Personalized medicine in oncology simply refers to treatment based on the structural idiosyncrasies of an individual’s cancer. Once this is nailed down, we should remember that the initial regimen might not be the proper treatment should the cancer return. This recommendation is based on the work of the Ovarian Cancer Institute published a few years ago. We used the microarray analyzer to compare the structure of the primary ovarian cancer with that of the recurrent cancer expecting them to be identical. To our surprise they were frequently quite disparate.
In collaboration with the College of Computer Science at Georgia Tech, we are developing computational algorithms that can accurately predict drug responsiveness of patients based on genomic/gene expression profiles. This approach uses learning algorithms, which are much more accurate than current methods employed by commercial firms such as Foundation Medicine etc.
This development is being coupled with genomic studies (DNA/RNA sequencing analyses) on ovarian cancer primary, metastatic and recurrent tumors all collected from the same cohort of patients. Further studies aim to validate these predictions in current patients by establishing primary cell lines from patient tumor samples. By submitting the patient sample to genomic profiling, we will be able to predict drug responsiveness and hopefully delete chance from the equation.

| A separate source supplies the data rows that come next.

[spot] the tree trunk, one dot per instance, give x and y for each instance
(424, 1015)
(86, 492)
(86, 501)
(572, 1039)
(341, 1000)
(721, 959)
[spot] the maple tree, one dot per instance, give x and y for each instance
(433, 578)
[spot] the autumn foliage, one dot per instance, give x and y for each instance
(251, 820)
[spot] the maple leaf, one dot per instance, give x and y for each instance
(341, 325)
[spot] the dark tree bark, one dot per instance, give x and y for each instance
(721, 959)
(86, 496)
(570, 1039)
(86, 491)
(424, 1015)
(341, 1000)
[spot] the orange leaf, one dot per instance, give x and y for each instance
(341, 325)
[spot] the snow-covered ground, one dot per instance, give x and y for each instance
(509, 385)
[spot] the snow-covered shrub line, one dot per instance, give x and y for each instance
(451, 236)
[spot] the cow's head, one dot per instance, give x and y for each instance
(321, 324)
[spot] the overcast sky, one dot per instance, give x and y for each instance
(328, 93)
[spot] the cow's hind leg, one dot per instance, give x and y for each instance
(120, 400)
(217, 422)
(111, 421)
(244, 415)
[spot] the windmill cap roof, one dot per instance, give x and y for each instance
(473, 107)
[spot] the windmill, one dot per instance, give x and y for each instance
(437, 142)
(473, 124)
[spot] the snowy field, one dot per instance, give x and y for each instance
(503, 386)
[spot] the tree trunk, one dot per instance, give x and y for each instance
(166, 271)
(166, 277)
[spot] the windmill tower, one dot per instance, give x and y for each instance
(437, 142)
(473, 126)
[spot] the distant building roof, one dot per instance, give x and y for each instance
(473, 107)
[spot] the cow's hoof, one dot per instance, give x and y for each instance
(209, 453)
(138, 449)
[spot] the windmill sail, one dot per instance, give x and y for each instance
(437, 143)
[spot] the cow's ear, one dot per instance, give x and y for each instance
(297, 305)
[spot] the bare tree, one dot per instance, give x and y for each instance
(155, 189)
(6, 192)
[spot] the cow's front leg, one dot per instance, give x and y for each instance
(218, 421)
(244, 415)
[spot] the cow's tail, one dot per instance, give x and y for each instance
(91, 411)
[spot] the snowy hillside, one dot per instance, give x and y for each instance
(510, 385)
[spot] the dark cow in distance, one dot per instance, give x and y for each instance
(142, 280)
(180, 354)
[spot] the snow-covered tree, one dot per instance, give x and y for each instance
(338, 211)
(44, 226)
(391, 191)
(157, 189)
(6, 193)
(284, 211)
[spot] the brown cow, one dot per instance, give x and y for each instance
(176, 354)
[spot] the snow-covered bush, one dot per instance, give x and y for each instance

In reflecting over a 40-year career devoted to the care of women with ovarian cancer, I find myself consumed with the sheer barbarity of it all. A sharp knife opens the abdomen from the pubic symphysis to the xiphoid process to remove cancerous cells, there’s six rounds of chemotherapy, a recurrence and then more surgery and chemotherapy, etc.
I would like to envision the next generation of oncologists sending a newly diagnosed patient to an interventional radiologist to have some cells sucked through a skinny needle passed into the tumor under CAT scan guidance. These cells would be easily grown in the cell culture laboratory, then a geneticist would create the exact antidote to the nuclear protein in the cancer cell.
This material would then be injected into the patient at 10 in the morning, killing every cancer cell without harming a hair on her head and seeing to it that she is not late for her 2 p.m. tennis match. I would call this designer therapy – Giorgio Armani constructs the cancer treatment. Maybe one day we will see this idea come to fruition.